À Saint-Maurice-aux-Riches-Hommes, dans l’Yonne, le coronavirus est pour l’instant resté à la porte de l’Ehpad Bois-Lancy. C’est là où, au plus fort de l’épidémie, le personnel avait décidé de se confiner volontairement avec les 72 résidents. “En date du 29 mars, on a constitué deux équipes. La première est restée quinze jours à dormir avec les résidents de l’établissement. Et la deuxième équipe a pris le relais sur la deuxième quinzaine”, raconte Sonia Vast, la directrice. “On a eu quasiment 70% du personnel qui est resté confiné. C’était essentiellement des infirmières, des aides-soignantes et puis un membre de la direction dans chaque équipe”.
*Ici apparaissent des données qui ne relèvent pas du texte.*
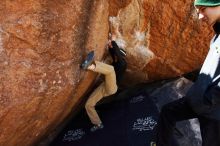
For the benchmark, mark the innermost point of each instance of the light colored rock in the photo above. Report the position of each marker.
(43, 42)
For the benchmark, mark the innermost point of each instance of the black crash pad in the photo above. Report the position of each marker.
(127, 122)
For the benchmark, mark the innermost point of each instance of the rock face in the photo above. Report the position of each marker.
(162, 38)
(43, 42)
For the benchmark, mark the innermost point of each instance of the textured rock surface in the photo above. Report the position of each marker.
(162, 38)
(42, 43)
(41, 46)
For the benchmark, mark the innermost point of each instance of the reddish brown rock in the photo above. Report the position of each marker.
(43, 42)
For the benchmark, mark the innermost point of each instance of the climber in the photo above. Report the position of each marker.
(113, 74)
(202, 101)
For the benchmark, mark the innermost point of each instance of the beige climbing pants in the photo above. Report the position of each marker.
(106, 88)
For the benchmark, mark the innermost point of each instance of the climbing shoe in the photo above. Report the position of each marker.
(97, 127)
(88, 61)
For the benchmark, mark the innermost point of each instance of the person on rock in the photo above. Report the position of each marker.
(113, 74)
(202, 101)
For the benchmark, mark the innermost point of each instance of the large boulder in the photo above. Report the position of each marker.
(162, 37)
(43, 42)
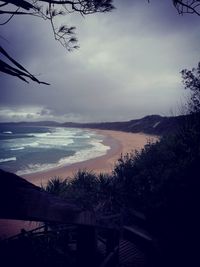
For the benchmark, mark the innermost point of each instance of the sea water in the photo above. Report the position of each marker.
(30, 149)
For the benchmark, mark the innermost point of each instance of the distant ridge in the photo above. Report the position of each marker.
(152, 124)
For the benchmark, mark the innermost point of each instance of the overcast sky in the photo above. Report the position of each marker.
(128, 64)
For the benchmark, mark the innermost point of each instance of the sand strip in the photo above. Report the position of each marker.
(119, 143)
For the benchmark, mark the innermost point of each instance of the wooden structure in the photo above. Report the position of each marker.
(22, 200)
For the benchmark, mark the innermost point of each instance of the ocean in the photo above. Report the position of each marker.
(30, 149)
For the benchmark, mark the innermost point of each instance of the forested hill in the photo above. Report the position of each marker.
(153, 124)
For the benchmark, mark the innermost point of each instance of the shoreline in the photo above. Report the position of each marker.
(119, 142)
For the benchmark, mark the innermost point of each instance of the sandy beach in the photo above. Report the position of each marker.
(119, 143)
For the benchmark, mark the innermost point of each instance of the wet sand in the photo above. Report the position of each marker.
(119, 143)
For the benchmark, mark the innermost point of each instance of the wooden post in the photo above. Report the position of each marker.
(112, 245)
(112, 240)
(86, 246)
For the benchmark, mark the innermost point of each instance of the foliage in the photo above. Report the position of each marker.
(185, 6)
(49, 10)
(191, 80)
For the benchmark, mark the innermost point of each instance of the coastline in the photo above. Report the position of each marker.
(119, 143)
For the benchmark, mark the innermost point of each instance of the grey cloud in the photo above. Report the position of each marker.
(128, 64)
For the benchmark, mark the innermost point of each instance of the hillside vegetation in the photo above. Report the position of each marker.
(160, 183)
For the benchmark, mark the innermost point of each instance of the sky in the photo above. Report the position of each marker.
(128, 64)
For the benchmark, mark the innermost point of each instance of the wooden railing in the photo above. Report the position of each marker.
(23, 200)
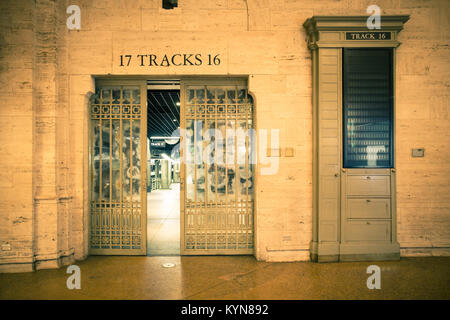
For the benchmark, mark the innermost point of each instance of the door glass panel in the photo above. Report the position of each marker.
(116, 200)
(368, 112)
(219, 173)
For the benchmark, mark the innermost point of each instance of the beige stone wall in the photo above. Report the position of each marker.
(47, 74)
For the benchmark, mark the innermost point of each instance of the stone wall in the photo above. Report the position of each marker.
(47, 73)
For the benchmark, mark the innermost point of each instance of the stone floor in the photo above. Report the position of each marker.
(232, 277)
(163, 221)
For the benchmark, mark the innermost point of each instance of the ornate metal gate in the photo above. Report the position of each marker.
(217, 173)
(118, 198)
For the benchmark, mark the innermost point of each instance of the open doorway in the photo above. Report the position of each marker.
(163, 168)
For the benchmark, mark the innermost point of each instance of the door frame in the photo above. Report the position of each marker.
(110, 82)
(210, 81)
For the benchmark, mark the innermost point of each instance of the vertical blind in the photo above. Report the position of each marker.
(367, 108)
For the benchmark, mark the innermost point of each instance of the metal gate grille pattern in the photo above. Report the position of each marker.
(116, 213)
(219, 192)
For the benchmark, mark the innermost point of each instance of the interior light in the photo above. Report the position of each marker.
(170, 4)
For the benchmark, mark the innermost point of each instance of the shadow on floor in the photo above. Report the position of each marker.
(232, 277)
(163, 221)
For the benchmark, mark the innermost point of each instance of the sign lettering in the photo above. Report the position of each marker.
(367, 36)
(178, 59)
Quand on a eu le pic de l’épidémie en France, nous étions relativement protégés parce qu’on vivait en autarcie avec les résidents dans la structure.

Sonia Vast, directrice d’Ehpad

“Si on devait refermer de nouveau, on est prêt”

Depuis, le confinement a été levé et les portes de l’établissement icaunais ont pu rouvrir en juin. Mais des consignes strictes ont été mises en place. Outre le port du masque et le lavage des mains, les visiteurs doivent venir sur rendez-vous et il ne leur est pas possible d’aller en chambre. “On a aménagé deux salons à l’entrée du bâtiment, ça nous permet de nous assurer que les mesures barrières sont bien respectées, que le port du masque est bien maintenu”, détaille la directrice. Après le départ des visiteurs, le mobilier est entièrement désinfecté.

Depuis le mois de juin, le protocole n’a pas changé. Il n’est pas question pour l’instant de restreindre les visites. “Tant qu’on n’aura pas la recommandation de fermer les portes, je laisse les visites comme elles le sont aujourd’hui. C’est quand même important que les résidents aient une vie familiale. L’année est compliquée”, indique Sonia Vast. “Les personnes qui viennent visiter sont très sérieuses et ont bien pris en considération tout l’engagement que nous avions pris d’avoir dormi sur site.”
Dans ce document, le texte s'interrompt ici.